6 Responses to “What’s good for Steve is good for you”
  1. Of course there are self-serving reasons, but Rob, Nick, and Tony have got the wrong one. Go check out http://www.macworld.com/news/2002/03/04/jobs/ where it says: “If you legally acquire music, you need to have the right to manage it on all other devices that you own,” said Jobs.”

    This is a year before the iTunes store opened up on 4/28/2003. I think Steve found the labels didn’t agree with him, but his desire to open up the store led him to give in on it.

    Note also that Apple bought Fairplay from Veridisc sometime around the end of 2002 (couldn’t locate the exact date). There’s good reason to believe that Apple was not working on DRM but had to get it in order to open up the store.

    As for self-serving reasons: MS holds key DRM patents, which makes enhancing FairPlay for new innovative uses difficult unless Apple is willing to pay MS for licenses.

  2. And there’s another self-serving reason: Apple’s negotiations with the labels are coming up.

    He’s just getting the market to be on his side when he confronts the labels with this, and thus reduce the cost he’ll have to pay to get it. Remember that Universal’s going in position is a few dollars per iPod sold, a la its Zune deal.

  3. Another case of JobsSpeak which deflects the problem away from him and lays it at the feet of the big recording companies which are owned (in his words) by European companies .. an effort to get the EU lawsuits against Apple and DRM nullified in the publics mind.


  4. Didn’t Steve Jobs once say that even if the labels did not want DRM he would still use it?

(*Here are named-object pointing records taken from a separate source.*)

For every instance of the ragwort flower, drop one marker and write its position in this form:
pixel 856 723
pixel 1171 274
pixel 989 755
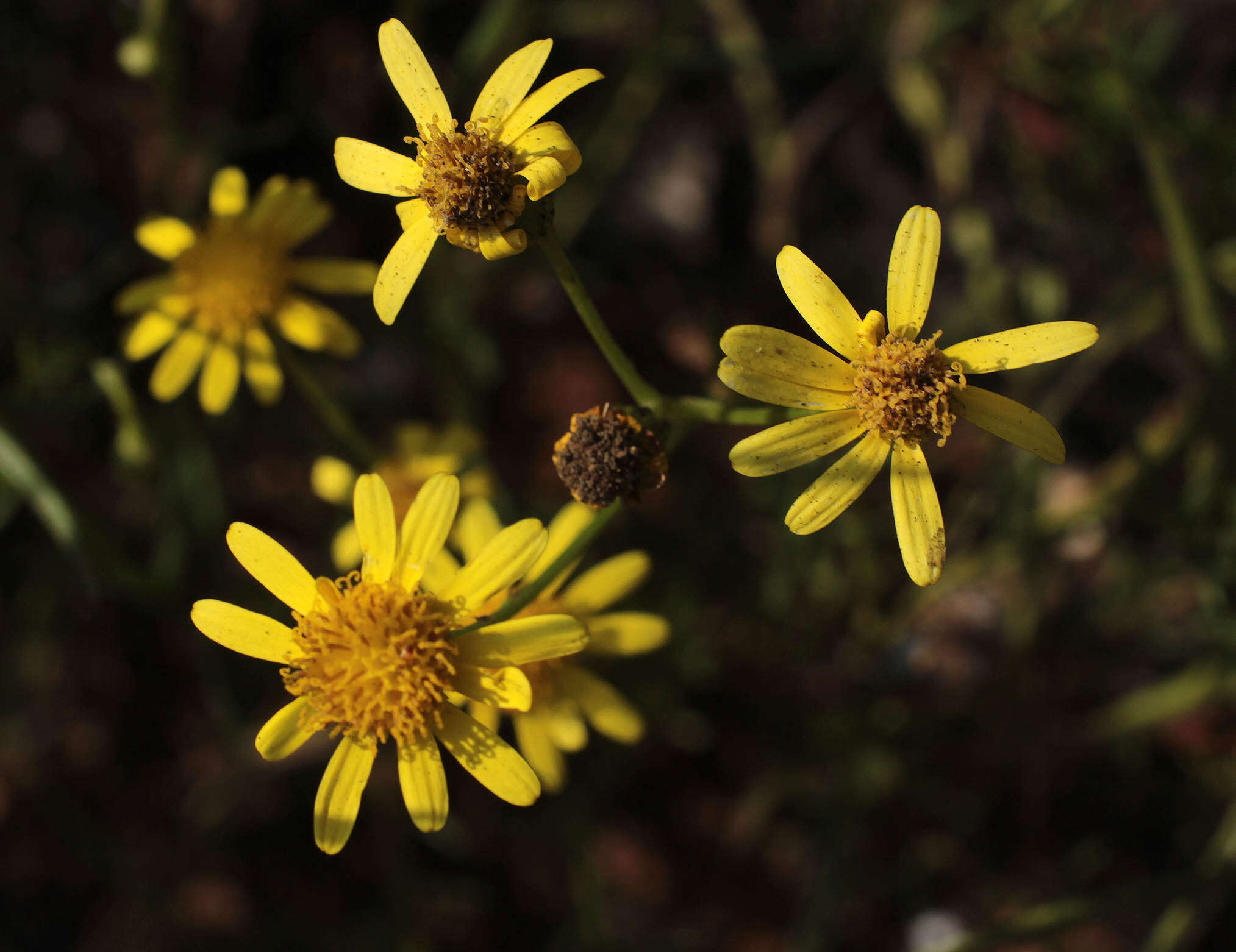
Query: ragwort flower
pixel 229 280
pixel 469 184
pixel 566 695
pixel 421 451
pixel 891 389
pixel 374 655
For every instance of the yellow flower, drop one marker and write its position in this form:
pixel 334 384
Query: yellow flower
pixel 421 451
pixel 893 389
pixel 227 280
pixel 463 184
pixel 374 655
pixel 566 694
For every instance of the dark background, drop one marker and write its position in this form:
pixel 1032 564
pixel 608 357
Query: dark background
pixel 836 759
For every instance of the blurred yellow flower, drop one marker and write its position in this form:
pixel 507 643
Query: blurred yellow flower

  5. Thanks for the comments, Mark (and Steven). And HMTKSteve, I’m not aware of Jobs saying anything like that — although it’s possible that he did. I looked around in Google for a bit this morning and couldn’t find anything, although I did come across the quote that Mark mentions a few times.

  6. It looks like my Steve jobs quote may have been attributed to this: http://www.oreillynet.com/mac/blog/2007/01/the_end_of_drm_as_we_know_it_1.html

    And it may have been a statement made on Apple’s part but attributed to Jobs.